The over-taxed swells of Vienna came running to meet the American heiress and to tell her brilliant young husband what old masters they had available. Irma might have danced till dawn every night, and Lanny might have made a respectable fortune, transferring culture to the land of his fathers. But what he preferred was meeting Socialist writers and party leaders and hearing their stories of suffering and struggle in this city which was like a head without a body. The workers were overwhelmingly Socialist, while the peasants of the country districts were Catholic and reactionary.
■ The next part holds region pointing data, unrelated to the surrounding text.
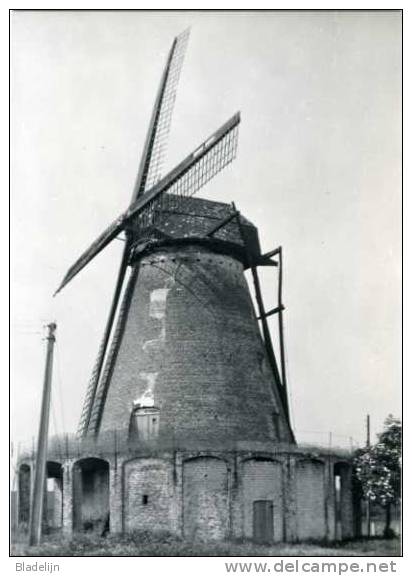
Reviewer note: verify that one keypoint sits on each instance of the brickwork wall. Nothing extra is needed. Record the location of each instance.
(149, 498)
(205, 499)
(347, 518)
(310, 500)
(91, 494)
(262, 480)
(198, 356)
(210, 494)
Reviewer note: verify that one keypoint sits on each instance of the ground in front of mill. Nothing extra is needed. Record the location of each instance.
(143, 544)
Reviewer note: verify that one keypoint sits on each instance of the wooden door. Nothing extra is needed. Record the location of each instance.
(263, 520)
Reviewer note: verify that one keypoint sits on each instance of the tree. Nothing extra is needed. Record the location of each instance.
(378, 468)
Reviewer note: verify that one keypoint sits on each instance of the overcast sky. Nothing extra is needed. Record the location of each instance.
(318, 171)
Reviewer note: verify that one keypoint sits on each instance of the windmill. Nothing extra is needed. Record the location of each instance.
(162, 218)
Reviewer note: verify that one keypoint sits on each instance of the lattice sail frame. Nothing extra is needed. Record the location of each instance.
(203, 168)
(164, 117)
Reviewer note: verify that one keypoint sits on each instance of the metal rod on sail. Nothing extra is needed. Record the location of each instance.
(85, 419)
(42, 441)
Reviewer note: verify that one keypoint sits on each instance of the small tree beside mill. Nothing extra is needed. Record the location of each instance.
(378, 469)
To add to the confusion, the Hitlerites were carrying on a tremendous drive, telling the country yokels and the city hooligans that all their troubles were due to Jewish profiteers.
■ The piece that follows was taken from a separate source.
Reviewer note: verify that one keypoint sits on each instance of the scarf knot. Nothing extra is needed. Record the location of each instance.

The municipal government, in spite of near-bankruptcy, was going bravely ahead with a program of rehousing and other public services. This was the thing of which Lanny had been dreaming, the socialization of industry by peaceful and orderly methods, and he became excited about it and wished to spend his time traveling about looking at blocks of workers' homes and talking to the people who lived in them. Amiable and well-bred people, going to bed early to save light and fuel, and working hard at the task of making democracy a success. Their earnings were pitifully small, and when Lanny heard stories of infant mortality and child malnutrition and milk prices held up by profiteers, it rather spoiled his enjoyment of stately banquets in mansions with historic names. Irma said: "You won’t let yourself have any fun, so we might as well go on home."

VI

It wasn’t much better at Bienvenu, as the young wife was soon to learn. The world had become bound together with ties invisible but none the less powerful, so that when the price of corn and hogs dropped in Nebraska the price of flowers dropped on the Cap d’Antibes. Lanny explained the phenomenon: the men who speculated in corn and hogs in Chicago no longer gave their wives the money to buy imported perfumes, so the leading industry of the Cap went broke. Leese, who ran Bienvenu, was besieged by nieces and nephews and cousins begging to be taken onto the Budd staff. There was a swarm of them already, twice as many as would have been employed for the same tasks on Long Island; but in the Midi they had learned how to divide the work, and nobody ever died from overexertion. Now there were new ones added, and it was a delicate problem, because it was Irma’s money and she was entitled to have a say. What she said was that servants oughtn’t to be permitted to bother their employers with the hard-luck stories of their relatives. Which meant that Irma still had a lot to learn about life in France!